“Pseudoprofeti”. Parla di loro Francesco nella Messa a Santa Marta. Ovvero di tutti quei gran predicatori di un Vangelo che non è il Vangelo, che parlano ma non sono in grado di ascoltare, o che magari ascoltano ma poi non mettono in pratica.
Il Papa sviluppa la sua omelia prendendo spunto dal brano evangelico di oggi, e ribadisce il monito di Gesù Cristo ai suoi discepoli a guardarsi “dai falsi profeti”. Anche se tante volte non c’è bisogno, perché – sottolinea – la gente già lo sa, perché percepisce “quando un sacerdote, un vescovo, un catechista, un cristiano ha quella coerenza che gli dà autorità”. Il popolo seguiva infatti Gesù con stupore, perché Lui insegnava come uno che ha autorità e non come gli scribi.

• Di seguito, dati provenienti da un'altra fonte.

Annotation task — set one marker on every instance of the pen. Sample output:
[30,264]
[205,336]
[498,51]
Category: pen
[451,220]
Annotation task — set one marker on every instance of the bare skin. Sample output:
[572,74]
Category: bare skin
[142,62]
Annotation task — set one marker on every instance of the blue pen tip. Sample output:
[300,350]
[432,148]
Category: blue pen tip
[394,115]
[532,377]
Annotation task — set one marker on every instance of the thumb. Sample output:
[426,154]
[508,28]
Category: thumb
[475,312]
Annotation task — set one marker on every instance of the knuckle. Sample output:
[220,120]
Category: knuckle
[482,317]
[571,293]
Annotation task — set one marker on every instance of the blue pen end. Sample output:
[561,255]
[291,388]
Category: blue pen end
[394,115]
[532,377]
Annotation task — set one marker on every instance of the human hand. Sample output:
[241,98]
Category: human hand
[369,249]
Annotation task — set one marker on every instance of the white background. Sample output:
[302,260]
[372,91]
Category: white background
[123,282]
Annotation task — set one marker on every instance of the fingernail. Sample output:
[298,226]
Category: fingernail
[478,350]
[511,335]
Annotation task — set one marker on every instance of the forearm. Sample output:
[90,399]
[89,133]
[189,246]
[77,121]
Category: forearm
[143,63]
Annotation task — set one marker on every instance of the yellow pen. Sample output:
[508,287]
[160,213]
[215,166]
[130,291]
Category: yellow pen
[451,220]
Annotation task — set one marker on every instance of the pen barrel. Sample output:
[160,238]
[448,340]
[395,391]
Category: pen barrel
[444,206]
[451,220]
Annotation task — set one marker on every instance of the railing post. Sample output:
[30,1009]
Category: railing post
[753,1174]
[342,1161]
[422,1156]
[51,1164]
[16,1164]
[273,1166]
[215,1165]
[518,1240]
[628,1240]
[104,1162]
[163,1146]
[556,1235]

Tuttavia è bene sviluppare un discernimento per distinguere “dove sono i veri profeti e dove sono gli pesudoprofeti”, rimarca il Pontefice. Per farlo – spiega – ci sono tre parole chiave: “Parlare, fare, e ascoltare”. “Non chiunque mi dice: ‘Signore, Signore’, entrerà nel Regno dei Cieli”, ammonisce infatti Gesù. “Questi parlano, fanno – aggiunge il Papa – ma gli manca un altro atteggiamento, che è proprio la base, che è proprio il fondamento del parlare, del fare: gli manca l’ascoltare”.

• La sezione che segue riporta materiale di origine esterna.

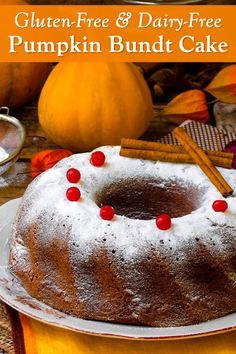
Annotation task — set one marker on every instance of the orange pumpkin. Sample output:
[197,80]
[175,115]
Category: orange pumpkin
[86,105]
[21,82]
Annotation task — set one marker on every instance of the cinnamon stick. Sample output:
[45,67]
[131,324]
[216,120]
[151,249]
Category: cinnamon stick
[157,146]
[180,157]
[203,161]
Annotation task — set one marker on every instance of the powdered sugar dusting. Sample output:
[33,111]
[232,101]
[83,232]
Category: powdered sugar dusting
[47,194]
[125,241]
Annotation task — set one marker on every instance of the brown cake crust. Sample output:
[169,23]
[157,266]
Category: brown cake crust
[163,283]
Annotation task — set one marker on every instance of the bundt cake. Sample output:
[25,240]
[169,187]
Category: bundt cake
[86,241]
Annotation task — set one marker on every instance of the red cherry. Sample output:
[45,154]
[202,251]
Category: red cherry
[73,175]
[163,221]
[107,212]
[97,158]
[220,206]
[73,194]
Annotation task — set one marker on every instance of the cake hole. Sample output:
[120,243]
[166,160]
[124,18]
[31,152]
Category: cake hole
[146,198]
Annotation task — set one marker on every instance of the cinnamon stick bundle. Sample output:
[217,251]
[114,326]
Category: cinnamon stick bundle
[170,153]
[189,152]
[203,161]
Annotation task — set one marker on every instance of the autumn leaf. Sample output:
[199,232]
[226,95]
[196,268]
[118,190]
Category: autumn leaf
[190,104]
[46,159]
[223,86]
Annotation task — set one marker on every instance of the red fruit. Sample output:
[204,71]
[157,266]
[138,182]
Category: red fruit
[107,212]
[97,158]
[73,194]
[220,206]
[163,221]
[73,175]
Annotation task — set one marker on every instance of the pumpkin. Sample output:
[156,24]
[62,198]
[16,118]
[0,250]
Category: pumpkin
[86,105]
[21,82]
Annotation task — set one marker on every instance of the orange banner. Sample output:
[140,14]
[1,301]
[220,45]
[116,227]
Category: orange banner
[118,33]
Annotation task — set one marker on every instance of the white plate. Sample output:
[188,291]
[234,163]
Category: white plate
[14,295]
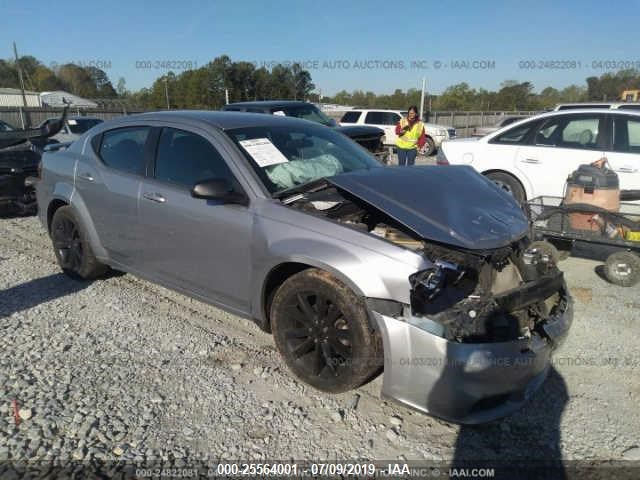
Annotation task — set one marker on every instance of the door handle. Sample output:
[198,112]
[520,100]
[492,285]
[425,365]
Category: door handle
[626,170]
[154,197]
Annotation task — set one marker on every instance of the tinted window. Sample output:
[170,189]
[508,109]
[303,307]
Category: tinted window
[382,118]
[635,106]
[515,135]
[123,149]
[306,112]
[509,121]
[570,131]
[185,158]
[350,117]
[81,125]
[626,134]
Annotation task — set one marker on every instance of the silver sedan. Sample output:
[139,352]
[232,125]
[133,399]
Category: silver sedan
[423,272]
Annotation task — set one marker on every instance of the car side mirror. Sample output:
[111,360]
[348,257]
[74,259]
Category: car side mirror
[218,189]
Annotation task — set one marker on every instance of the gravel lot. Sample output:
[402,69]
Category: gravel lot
[121,368]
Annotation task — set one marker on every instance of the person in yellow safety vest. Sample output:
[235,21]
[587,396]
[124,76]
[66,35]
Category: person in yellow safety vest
[411,137]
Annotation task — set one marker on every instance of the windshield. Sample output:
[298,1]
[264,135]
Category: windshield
[81,125]
[285,156]
[306,112]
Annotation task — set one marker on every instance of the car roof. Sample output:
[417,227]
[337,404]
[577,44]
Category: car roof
[373,110]
[596,104]
[268,104]
[554,113]
[219,119]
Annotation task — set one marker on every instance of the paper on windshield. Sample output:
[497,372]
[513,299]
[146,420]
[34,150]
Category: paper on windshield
[263,152]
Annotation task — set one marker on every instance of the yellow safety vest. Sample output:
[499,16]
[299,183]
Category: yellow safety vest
[410,139]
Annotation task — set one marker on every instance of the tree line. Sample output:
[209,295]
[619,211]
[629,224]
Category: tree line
[207,87]
[512,95]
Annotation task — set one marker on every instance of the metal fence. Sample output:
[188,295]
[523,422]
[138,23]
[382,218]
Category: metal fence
[20,117]
[463,122]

Perciò Cristo precisa: “Chi ascolta queste mie parole e le mette in pratica…”. “Il binomio parlare-fare non è sufficiente…”, sottolinea Bergoglio, anzi “tante volte ci inganna”. Il vero binomio è ascoltare-fare e poi mettere in pratica, perché come afferma il Signore: “Chiunque ascolta queste mie parole e le mette in pratica sarà simile a un uomo saggio che ha costruito la sua casa sulla roccia”. Invece, “quello che ascolta le parole ma non le fa sue, le lascia passare, cioè non ascolta sul serio e non le mette in pratica, sarà come quello che edifica la sua casa sulla sabbia”. E quando si edifica la casa sulla sabbia, commenta il Papa, “sappiamo il risultato”.

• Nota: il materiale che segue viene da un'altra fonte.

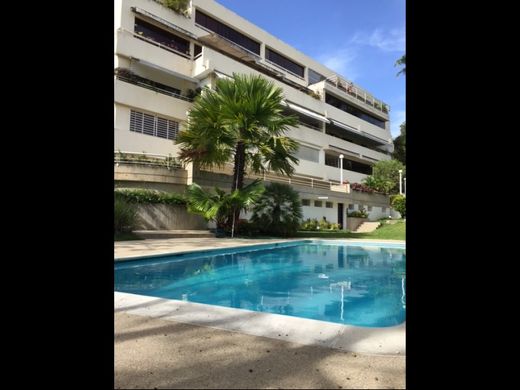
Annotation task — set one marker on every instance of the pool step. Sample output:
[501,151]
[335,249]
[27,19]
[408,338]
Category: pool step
[367,227]
[155,234]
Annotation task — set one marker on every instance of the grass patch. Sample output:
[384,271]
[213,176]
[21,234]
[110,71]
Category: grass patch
[126,237]
[396,231]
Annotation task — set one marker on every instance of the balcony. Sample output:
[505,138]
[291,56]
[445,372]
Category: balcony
[353,94]
[132,45]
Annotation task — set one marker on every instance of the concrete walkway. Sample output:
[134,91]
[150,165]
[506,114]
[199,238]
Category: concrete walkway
[160,352]
[153,353]
[138,248]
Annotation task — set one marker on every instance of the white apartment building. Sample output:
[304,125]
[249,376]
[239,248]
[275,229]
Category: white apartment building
[161,59]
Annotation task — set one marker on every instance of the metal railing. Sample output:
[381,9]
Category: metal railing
[152,42]
[148,84]
[149,159]
[349,88]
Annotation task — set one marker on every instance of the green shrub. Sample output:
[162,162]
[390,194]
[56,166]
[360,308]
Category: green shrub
[358,214]
[145,196]
[125,215]
[309,224]
[279,211]
[324,224]
[398,202]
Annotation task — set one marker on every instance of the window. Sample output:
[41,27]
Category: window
[198,50]
[165,38]
[306,153]
[284,62]
[315,77]
[141,122]
[344,106]
[350,165]
[226,32]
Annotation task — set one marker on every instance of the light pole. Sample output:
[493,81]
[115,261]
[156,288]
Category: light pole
[341,169]
[400,181]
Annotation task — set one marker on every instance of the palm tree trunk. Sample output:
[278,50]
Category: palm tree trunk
[239,168]
[238,181]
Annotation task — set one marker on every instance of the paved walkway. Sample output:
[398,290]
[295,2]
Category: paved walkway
[128,249]
[154,353]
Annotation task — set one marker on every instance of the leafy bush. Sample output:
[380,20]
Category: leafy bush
[145,196]
[309,224]
[398,202]
[324,224]
[279,211]
[125,215]
[361,188]
[358,214]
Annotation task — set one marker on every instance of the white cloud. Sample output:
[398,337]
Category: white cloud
[341,61]
[396,118]
[393,40]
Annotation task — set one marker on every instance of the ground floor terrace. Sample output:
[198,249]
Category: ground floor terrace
[162,343]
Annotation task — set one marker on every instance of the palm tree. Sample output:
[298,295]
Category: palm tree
[242,119]
[217,206]
[279,210]
[399,62]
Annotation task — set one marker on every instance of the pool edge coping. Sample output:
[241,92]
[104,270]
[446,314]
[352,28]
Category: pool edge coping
[387,341]
[248,244]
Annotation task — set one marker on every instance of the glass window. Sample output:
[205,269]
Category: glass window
[153,125]
[344,106]
[306,153]
[284,62]
[161,36]
[315,77]
[227,32]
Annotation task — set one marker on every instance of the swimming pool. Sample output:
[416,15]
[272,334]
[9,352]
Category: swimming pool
[361,284]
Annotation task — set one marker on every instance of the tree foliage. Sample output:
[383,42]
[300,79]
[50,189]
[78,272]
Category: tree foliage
[241,120]
[279,210]
[385,176]
[216,206]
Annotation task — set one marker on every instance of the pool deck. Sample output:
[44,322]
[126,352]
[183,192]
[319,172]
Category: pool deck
[176,344]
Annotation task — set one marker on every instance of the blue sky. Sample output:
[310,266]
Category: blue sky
[359,39]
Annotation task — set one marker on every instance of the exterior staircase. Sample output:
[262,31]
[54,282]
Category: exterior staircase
[155,234]
[367,227]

Non a caso, quando il Messia ammonisce la gente dal guardarsi dagli ‘pseudoprofeti’, spiega loro: “Dai loro frutti li conoscerete”. Nel senso che proprio il loro atteggiamento sarà il marchio per individuare la ‘pseudoprofeticità’: “Tante parole, parlano, fanno prodigi, fanno cose grandi ma non hanno il cuore aperto per ascoltare la Parola di Dio, hanno paura del silenzio della parola di Dio”.
Sono questi “gli ‘pesudocristiani’, gli ‘pseudopastori’”. “È vero – ammette il Papa – fanno cose buone, è vero, ma gli manca la roccia”: la roccia “dell’amore” e “della Parola” di Dio. E senza questa roccia, avverte, “non possono profetizzare, non possono costruire: fanno finta, perché alla fine tutto crolla”. Questo spetta a tutti “i pastori mondani, i pastori o i cristiani anche che parlano troppo, hanno paura del silenzio, fanno forse troppo”, ma che “non sono capaci di fare dall’ascolto, fanno da quello che parlano, fanno dal proprio, non da Dio”.
Allora, esorta il Pontefice, “ricordiamo queste tre parole: fare, ascoltare, parlare”. Perché “uno che parla e fa, solamente, non è un vero profeta, non è un vero cristiano, e alla fine crollerà tutto: non è sulla roccia dell’amore di Dio non è saldo come la roccia”. E “uno che sa ascoltare e dall’ascolto fa, con la forza della parola di un altro, non della propria, quello rimane saldo. Benché sia una persona umile, che non sembra importante, ma quanti di questi grandi ci sono nella Chiesa!”.
“Quanti vescovi grandi, quanti sacerdoti grandi, quanti fedeli grandi che sanno ascoltare e dall’ascolto fanno!”, esclama Papa Francesco. Conclude citando quindi un esempio dei nostri giorni, la Beata Madre Teresa di Calcutta che “non parlava, e nel silenzio ha saputo ascoltare” e “ha fatto tanto! Non è crollata né lei né la sua opera”.
“I grandi sanno ascoltare e dall’ascolto fanno perché la loro fiducia e la loro forza è sulla roccia dell’amore di Gesù Cristo”, osserva Bergoglio. La sua preghiera è dunque che “la debolezza di Gesù, che da forte si è fatto debole per farci noi forti, ci accompagni in questa celebrazione e ci insegni ad ascoltare e a fare dall’ascolto, non dalle nostre parole”.